Martha Wilson Interview on Performance Art (1995)
  • TItle: Martha Wilson Interview on Performance Art
  • Date: 28 Apr 1995
  • Location: Franklin Furnace, New York, NY, USA
  • Interviewee: Martha Wilson
  • Duration: 00:31:35
  • Language: English

Martha Wilson Interview on Performance Art (1995)

Martha Wilson discusses the history of Franklin Furnace as an avant-garde venue that presented radical performance art during the culture wars in the United States. Wilson situates performance art as a confrontational form that emerged from Futurism, Constructivism, and Dadaism in the early 20th century. She describes the radical nature of performance art as a medium that transmits conceptual thinking through live actions, as evidenced in the work of artists Karen Finley, Annie Sprinkle, and Scarlet O. Wilson explains how the political subject matter embodied by these artists—feminism, pornography, and sexuality—impacted Franklin Furnace as an arts organization in the conservative climate of the culture wars. She notes the consistent attacks by religious right groups on Franklin Furnace that led to defunding from the National Endowment for the Arts, as the organization was accused of presenting obscene art with government funds. Despite the upheaval, Wilson, in true avant-garde fashion, insisted “Until they cart me away in a straightjacket, I am going to continue to present performance art.” While an advocate for government funding, Wilson is critical of the regulation of political content in the arts—a phenomenon that did not manifest in other sectors of public funding at the time.

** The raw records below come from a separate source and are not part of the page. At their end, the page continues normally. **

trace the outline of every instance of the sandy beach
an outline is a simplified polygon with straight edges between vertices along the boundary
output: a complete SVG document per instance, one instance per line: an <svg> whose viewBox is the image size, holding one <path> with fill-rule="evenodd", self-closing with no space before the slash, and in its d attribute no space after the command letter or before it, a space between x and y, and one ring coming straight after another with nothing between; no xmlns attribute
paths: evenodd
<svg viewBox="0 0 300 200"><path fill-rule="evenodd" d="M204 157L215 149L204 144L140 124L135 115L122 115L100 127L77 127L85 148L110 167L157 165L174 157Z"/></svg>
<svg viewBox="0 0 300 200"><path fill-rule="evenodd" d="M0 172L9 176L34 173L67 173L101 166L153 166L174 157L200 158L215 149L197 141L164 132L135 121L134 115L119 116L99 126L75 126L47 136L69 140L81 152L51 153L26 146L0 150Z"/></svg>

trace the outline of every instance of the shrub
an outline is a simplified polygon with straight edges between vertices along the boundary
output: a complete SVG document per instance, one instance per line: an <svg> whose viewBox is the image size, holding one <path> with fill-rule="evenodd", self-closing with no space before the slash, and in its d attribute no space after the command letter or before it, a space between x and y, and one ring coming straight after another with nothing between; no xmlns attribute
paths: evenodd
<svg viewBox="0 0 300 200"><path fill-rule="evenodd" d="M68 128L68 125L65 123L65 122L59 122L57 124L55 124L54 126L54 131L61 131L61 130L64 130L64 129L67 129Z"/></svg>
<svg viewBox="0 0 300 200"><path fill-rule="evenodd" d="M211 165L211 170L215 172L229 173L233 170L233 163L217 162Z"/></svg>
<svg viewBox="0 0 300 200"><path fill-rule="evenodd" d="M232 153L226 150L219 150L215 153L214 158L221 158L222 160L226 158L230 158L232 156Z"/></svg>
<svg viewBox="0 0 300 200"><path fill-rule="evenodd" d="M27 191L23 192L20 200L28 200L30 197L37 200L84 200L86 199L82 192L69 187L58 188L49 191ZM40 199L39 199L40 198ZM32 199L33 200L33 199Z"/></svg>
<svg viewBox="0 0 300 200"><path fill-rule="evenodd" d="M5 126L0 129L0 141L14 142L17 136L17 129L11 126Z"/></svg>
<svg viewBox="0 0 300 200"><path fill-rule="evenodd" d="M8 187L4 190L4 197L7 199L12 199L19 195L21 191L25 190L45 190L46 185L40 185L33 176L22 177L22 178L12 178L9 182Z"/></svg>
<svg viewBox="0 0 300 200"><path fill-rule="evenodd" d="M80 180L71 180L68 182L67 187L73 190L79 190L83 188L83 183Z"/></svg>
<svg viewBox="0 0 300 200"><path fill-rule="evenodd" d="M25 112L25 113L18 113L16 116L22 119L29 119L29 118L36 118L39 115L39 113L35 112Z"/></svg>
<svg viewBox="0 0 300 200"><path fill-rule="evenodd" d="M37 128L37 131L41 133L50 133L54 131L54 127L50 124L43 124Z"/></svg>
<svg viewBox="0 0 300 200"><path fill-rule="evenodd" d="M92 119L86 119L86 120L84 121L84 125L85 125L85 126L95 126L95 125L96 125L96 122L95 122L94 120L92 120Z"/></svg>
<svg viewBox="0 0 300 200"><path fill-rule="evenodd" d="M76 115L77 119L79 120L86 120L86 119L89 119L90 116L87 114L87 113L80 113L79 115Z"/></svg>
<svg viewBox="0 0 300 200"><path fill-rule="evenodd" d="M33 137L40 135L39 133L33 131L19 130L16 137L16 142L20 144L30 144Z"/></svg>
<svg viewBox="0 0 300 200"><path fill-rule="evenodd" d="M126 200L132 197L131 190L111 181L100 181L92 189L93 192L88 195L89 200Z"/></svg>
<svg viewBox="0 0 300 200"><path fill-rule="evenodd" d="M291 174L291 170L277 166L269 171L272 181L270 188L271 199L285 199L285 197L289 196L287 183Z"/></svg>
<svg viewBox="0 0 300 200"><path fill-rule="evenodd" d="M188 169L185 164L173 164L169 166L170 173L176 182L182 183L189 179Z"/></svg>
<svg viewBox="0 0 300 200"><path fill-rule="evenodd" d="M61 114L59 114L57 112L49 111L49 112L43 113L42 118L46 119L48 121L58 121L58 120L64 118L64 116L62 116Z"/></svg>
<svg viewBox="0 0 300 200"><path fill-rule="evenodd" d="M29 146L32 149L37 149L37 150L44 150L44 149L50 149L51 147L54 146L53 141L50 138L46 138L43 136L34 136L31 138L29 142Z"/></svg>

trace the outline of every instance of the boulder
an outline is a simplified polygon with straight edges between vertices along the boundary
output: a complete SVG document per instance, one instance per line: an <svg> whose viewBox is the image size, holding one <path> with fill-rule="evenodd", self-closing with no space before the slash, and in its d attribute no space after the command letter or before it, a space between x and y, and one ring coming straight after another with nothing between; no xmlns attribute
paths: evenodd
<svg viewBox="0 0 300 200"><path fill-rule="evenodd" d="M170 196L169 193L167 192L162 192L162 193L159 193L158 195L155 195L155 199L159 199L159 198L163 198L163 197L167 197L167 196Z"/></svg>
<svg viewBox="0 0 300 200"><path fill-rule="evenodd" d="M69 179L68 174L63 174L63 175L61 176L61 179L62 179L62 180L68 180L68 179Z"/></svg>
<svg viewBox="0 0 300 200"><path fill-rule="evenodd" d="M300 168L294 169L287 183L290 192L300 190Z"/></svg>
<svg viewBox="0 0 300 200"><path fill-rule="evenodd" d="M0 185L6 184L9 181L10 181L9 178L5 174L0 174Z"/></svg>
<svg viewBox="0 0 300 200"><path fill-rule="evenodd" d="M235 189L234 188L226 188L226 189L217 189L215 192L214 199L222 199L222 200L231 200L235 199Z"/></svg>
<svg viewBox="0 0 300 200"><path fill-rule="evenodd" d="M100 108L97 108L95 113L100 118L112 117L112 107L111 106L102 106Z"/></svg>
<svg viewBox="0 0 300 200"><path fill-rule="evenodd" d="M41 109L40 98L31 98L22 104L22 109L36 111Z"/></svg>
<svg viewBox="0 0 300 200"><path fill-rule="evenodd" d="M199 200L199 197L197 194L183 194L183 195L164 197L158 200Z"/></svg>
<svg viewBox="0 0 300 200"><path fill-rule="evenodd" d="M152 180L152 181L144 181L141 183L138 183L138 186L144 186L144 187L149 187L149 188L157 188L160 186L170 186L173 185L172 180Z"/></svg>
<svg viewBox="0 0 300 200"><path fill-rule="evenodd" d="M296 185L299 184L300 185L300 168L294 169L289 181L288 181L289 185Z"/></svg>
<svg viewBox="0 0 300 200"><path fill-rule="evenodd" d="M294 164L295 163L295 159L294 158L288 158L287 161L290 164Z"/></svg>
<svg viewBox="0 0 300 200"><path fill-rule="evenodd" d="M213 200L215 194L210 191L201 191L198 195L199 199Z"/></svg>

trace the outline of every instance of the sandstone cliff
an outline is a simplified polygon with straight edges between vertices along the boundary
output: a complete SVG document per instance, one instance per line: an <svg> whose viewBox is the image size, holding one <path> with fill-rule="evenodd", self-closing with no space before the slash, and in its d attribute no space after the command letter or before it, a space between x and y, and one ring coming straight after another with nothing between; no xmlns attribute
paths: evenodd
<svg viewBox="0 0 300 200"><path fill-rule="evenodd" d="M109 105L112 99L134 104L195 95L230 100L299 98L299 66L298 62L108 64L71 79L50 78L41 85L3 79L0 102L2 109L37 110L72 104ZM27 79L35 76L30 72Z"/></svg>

Martha Wilson is a pioneering gallery director and feminist artist who creates innovative photographic and video works that explore her female subjectivity. Wilson founded Franklin Furnace in 1976, an artist-run space that champions the exploration, promotion, and preservation of artist books, temporary installation, performance art, as well as online works. She has been described by The New York Times critic Holland Cotter as one of “the half-dozen most important people for art in downtown Manhattan in the 1970s.” Wilson has received fellowships for performance art from the National Endowment for the Arts and the New York Foundation for the Arts; Bessie and Obie awards for commitment to artists’ freedom of expression; a Yoko Ono Lennon Courage Award for the Arts; a Richard Massey Foundation-White Box Arts and Humanities Award; and an Honorary Doctor of Fine Arts degree from the Nova Scotia College of Art and Design University.